Fatty Acyl‑AMP Ligases as Mechanistic Variants of ANL Superfamily and Molecular Determinants Dictating Substrate Specificities
Abstract
Fatty acyl-AMP ligases (FAAL) are enzymes that establish
the crosstalk between fatty acid synthases and polyketide synthases
or non-ribosomal peptide synthetases by activating newly synthesized
fatty acids, shuttling them towards polyketide synthesis. These enzymes
are unique as they have evolved a strict rejection mechanism for the
coenzyme-A but can recognize and react with the phosphopantetheine
of acyl-carrier proteins. A strategically placed insertion in the N-terminal
domain and the rigidity of the hydrophobic anchor holding the insertion
is at the heart of such a discrimination mechanism, the molecular details
of which is yet to be clearly understood.
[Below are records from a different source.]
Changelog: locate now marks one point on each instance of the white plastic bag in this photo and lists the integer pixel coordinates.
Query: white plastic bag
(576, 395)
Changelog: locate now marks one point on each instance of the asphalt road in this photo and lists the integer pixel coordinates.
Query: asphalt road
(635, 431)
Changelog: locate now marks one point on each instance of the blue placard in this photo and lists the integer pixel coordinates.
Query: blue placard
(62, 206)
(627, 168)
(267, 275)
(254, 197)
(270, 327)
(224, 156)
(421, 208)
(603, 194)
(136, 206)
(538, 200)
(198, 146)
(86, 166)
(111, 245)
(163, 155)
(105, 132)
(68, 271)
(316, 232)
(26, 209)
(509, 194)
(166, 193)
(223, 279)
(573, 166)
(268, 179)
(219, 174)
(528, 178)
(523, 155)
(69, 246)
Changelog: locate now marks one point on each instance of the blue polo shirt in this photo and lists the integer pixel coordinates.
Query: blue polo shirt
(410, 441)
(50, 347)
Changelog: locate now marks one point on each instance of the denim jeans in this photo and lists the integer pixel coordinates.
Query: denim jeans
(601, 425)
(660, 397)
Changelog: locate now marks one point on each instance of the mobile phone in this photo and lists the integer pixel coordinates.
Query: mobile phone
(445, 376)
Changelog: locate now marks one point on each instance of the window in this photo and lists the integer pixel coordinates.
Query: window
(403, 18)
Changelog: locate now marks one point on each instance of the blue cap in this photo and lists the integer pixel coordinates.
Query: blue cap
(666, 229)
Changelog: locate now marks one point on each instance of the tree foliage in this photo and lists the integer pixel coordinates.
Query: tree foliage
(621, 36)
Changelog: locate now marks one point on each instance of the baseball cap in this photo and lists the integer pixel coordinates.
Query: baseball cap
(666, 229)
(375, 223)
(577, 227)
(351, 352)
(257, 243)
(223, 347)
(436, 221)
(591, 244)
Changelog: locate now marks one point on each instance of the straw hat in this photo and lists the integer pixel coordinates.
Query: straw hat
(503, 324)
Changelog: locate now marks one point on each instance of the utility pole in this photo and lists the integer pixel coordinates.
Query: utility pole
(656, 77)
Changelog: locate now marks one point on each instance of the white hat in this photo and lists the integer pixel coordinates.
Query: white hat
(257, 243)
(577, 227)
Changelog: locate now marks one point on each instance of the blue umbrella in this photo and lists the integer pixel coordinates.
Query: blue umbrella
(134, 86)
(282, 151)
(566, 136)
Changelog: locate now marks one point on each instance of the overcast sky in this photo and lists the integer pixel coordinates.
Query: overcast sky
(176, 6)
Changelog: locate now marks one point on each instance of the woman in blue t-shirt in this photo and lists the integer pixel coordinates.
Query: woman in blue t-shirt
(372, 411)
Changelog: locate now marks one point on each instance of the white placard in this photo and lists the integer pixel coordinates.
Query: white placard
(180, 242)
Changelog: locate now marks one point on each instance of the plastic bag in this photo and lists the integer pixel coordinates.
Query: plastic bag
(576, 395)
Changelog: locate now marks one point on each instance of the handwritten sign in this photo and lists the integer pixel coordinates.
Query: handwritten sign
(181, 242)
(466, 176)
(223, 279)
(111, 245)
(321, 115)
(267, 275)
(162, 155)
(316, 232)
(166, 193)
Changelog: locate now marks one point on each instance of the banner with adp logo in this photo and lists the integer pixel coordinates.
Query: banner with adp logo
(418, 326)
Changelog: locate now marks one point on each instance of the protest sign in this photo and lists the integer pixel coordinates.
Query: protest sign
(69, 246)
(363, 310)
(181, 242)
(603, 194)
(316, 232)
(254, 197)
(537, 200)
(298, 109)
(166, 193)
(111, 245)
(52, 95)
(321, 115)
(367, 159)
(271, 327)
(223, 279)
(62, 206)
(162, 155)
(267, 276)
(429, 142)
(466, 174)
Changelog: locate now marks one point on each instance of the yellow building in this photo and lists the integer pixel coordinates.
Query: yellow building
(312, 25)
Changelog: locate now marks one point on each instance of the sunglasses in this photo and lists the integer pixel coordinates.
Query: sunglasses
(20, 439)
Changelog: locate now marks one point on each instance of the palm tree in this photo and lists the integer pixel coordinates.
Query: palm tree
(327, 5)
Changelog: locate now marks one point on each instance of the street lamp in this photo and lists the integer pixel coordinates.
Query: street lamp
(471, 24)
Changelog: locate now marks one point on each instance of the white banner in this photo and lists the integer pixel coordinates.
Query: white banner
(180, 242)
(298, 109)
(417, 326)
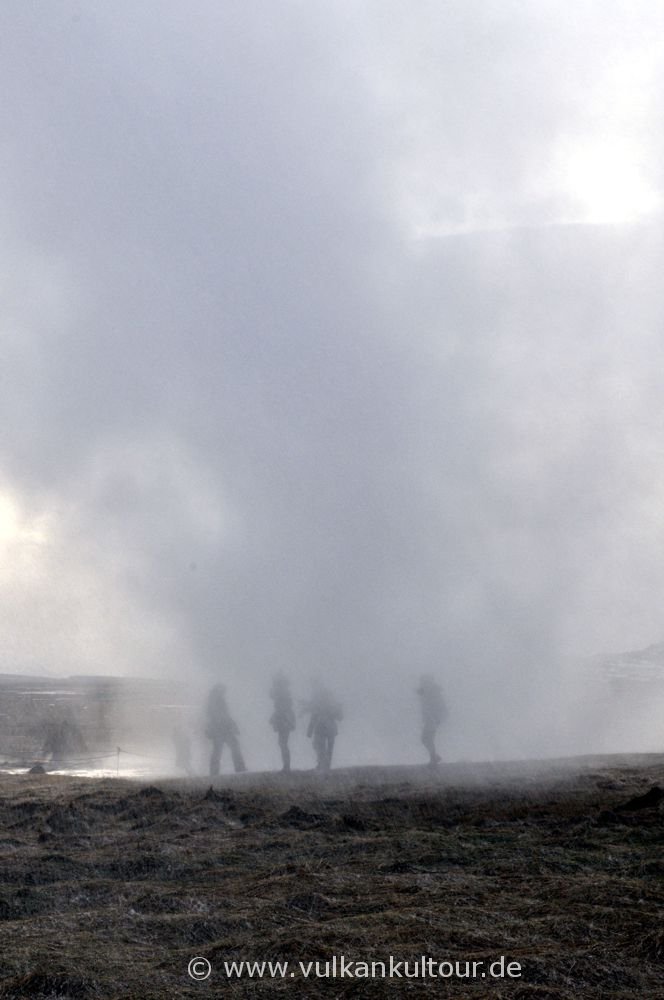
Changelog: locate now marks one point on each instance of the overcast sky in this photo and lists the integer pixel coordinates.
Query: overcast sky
(331, 339)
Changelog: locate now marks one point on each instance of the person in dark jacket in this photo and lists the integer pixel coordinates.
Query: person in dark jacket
(326, 713)
(282, 719)
(434, 712)
(222, 729)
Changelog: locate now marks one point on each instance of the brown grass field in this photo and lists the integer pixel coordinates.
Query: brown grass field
(108, 888)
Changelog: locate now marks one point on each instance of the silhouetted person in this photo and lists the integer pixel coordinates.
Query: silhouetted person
(323, 726)
(222, 729)
(434, 712)
(282, 719)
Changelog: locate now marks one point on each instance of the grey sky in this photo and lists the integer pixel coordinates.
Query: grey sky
(331, 340)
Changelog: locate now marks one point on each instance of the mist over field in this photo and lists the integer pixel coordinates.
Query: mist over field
(330, 343)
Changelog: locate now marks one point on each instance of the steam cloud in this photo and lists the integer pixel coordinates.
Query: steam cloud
(331, 343)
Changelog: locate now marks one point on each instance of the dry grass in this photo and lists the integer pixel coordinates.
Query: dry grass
(107, 889)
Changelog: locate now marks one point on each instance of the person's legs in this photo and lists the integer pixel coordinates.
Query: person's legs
(319, 747)
(328, 752)
(215, 758)
(428, 739)
(285, 752)
(238, 760)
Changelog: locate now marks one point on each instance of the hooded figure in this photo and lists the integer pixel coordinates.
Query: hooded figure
(434, 711)
(221, 729)
(325, 712)
(282, 719)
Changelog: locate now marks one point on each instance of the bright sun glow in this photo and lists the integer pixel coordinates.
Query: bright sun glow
(15, 528)
(604, 180)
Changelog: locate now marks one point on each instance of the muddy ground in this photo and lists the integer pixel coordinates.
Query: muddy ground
(108, 889)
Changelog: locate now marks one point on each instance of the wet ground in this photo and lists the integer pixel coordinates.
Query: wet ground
(108, 888)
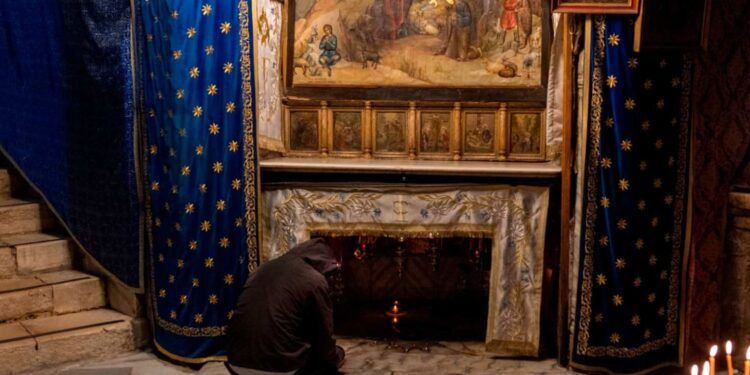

The unique structural features of
the insertion have been exploited to filter out FAALs from other members
of the superfamily, in silico. Interestingly, several independent studies
have characterized FAALs from different organisms such as Legionella,
Myxococcus, Ralstonia, Pseudoalteromonas, Sorangium, etc. to name
a few, laying emphasis on the usage of a FAAL-specific biochemistry
in these organisms, particularly for the production of important bioactive
molecules. These bioactive molecules help in improving the fitness
of these systems to tide over the competition for nutritional resources in
their local niche. Substrate specificity of these enzymes is another interesting
aspect, which may hint at their potential roles in the cell. Various
substrate-bound crystal structures have been used to identify the determinants
of chain-length specificity and predict the preferences for different
FAALs (both mycobacterial and non-mycobacterial). The fascinating
details of the mechanistic variation of these enzymes and the molecular
determinants that define the chain-length specificity have been discussed
herewith.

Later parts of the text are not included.